Scusate una domanda... ieri sera sono stato dal commercialista per avere qualche delucidazione in piu.. e chiacchierando è uscito il discorso fallimento...
a quella parola e salta sulla sedia e mi ha praticamente detto che in caso di fallimento mi mangerebbero vivo...
Ora la mia domanda e questa... ma la SRL non era a responsabilità limitata al capitael conferito? a questo punto cosa cambia da una srl ad una snc (o cmq di persone) 
Grazie

----------


## robil

> Scusate una domanda... ieri sera sono stato dal commercialista per avere qualche delucidazione in piu.. e chiacchierando è uscito il discorso fallimento...
> a quella parola e salta sulla sedia e mi ha praticamente detto che in caso di fallimento mi mangerebbero vivo...
> Ora la mia domanda e questa... ma la SRL non era a responsabilità limitata al capitael conferito? a questo punto cosa cambia da una srl ad una snc (o cmq di persone) 
> Grazie

  Caro Nettuno. Ai sensi dell'art 1 della legge fallimentare (un regio decreto del 1942) si può essere dichiarati falliti se nell'impresa si superano determinati limiti. Totale investimenti superiori ai 200.000 euro, totale ricavi superiori ai 300.000. Ma a parte questi limiti dimensionali se a fallire è una srl i soci non amministratori non hanno nessuna conseguenza sennon quella di rimetterci la quota conferita.
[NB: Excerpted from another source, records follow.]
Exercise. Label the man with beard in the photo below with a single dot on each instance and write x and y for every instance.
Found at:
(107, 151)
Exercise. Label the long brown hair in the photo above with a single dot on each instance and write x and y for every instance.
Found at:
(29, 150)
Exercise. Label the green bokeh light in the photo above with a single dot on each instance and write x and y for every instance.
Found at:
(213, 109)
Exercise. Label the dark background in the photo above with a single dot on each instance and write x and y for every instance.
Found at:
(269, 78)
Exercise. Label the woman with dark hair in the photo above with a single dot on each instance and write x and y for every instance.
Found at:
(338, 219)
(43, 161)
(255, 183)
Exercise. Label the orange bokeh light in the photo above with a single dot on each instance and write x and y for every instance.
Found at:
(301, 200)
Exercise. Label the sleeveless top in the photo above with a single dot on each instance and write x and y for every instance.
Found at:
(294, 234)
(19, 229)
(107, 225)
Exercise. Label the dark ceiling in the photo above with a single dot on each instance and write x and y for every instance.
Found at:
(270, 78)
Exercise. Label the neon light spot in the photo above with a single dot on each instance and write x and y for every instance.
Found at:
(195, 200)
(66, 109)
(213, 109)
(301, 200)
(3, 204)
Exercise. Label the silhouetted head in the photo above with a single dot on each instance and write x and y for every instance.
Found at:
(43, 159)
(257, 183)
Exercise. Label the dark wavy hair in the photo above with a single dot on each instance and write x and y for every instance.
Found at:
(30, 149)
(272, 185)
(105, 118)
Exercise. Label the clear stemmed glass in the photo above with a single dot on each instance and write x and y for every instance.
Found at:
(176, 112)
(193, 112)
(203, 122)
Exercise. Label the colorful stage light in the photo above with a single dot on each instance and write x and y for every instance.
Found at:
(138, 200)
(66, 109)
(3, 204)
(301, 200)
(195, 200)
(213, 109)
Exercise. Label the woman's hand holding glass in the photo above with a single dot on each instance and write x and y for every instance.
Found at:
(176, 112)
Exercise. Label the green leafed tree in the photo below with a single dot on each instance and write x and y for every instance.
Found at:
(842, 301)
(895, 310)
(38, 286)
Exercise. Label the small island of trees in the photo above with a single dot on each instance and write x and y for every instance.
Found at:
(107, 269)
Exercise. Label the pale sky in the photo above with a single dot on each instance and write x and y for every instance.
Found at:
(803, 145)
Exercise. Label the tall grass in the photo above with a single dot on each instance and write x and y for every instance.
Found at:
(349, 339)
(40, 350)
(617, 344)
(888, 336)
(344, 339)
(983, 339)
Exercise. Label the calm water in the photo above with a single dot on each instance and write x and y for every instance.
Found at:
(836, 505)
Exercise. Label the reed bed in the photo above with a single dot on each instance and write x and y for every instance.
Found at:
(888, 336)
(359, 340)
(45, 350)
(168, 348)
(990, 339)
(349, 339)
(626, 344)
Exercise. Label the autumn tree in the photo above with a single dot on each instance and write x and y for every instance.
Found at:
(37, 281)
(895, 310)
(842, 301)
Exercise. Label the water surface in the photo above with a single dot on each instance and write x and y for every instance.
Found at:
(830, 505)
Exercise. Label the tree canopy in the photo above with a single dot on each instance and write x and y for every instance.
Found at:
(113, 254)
Gli amministratori possono subire conseguenze solo ed esclusivamente nel caso in cui abbiano responsabilità nella gestione. 
L'amministratore è responsabile ma non diverrebbe soggetto fallito in se con le conseguenze che ne derivano. 
Se invece a fallire fosse una snc ai sensi dell'art 147 della legge fallimentare, il fallimento della società produce anche il fallimento dei soci. In altri termini il fallimento della società si estende ai soci che vengono dichiarati falliti con procedure autonome (es. fallimento x snc con soci a e b, si dichiara il fallimento di x e il fallimento di a e b).

----------


## frankviaggi

Buonasera, 
nel passaggio da srl a snc, occorre ripristinare le perdite all'atto della trasformazione o queste possono essere "trasferite" alla snc e quindi gestite col nuovo anno? 
Grazie

----------


## robil

> Buonasera, 
> nel passaggio da srl a snc, occorre ripristinare le perdite all'atto della trasformazione o queste possono essere "trasferite" alla snc e quindi gestite col nuovo anno? 
> Grazie

  Il codice civile nei casi di conseguimento di perdite che intaccano il capitale sociale di una srl oltre al terzo e/o che portano il C.S. al di sotto del limite legale obbligano alla trasformazione della società (se non si procede alla copertura della perdita mediante nuovi conferimenti. Nulla impone nel caso si opti per la trasformazione. Pertanto la società può proseguire la propria attività con le perdite in bilancio ma con la nuova veste di società di persone (snc). Si spera che la perdita non si ripercuota sulla gestioen finanziaria determinando insolvenze e quindi esponendo la società e i soci a azioni esecutive individuali e (al limite) collettive (fallimento). In questi casi anche in seguito alla trasformazione in snc è opportuno valutare una ri.capitalizzazione.

----------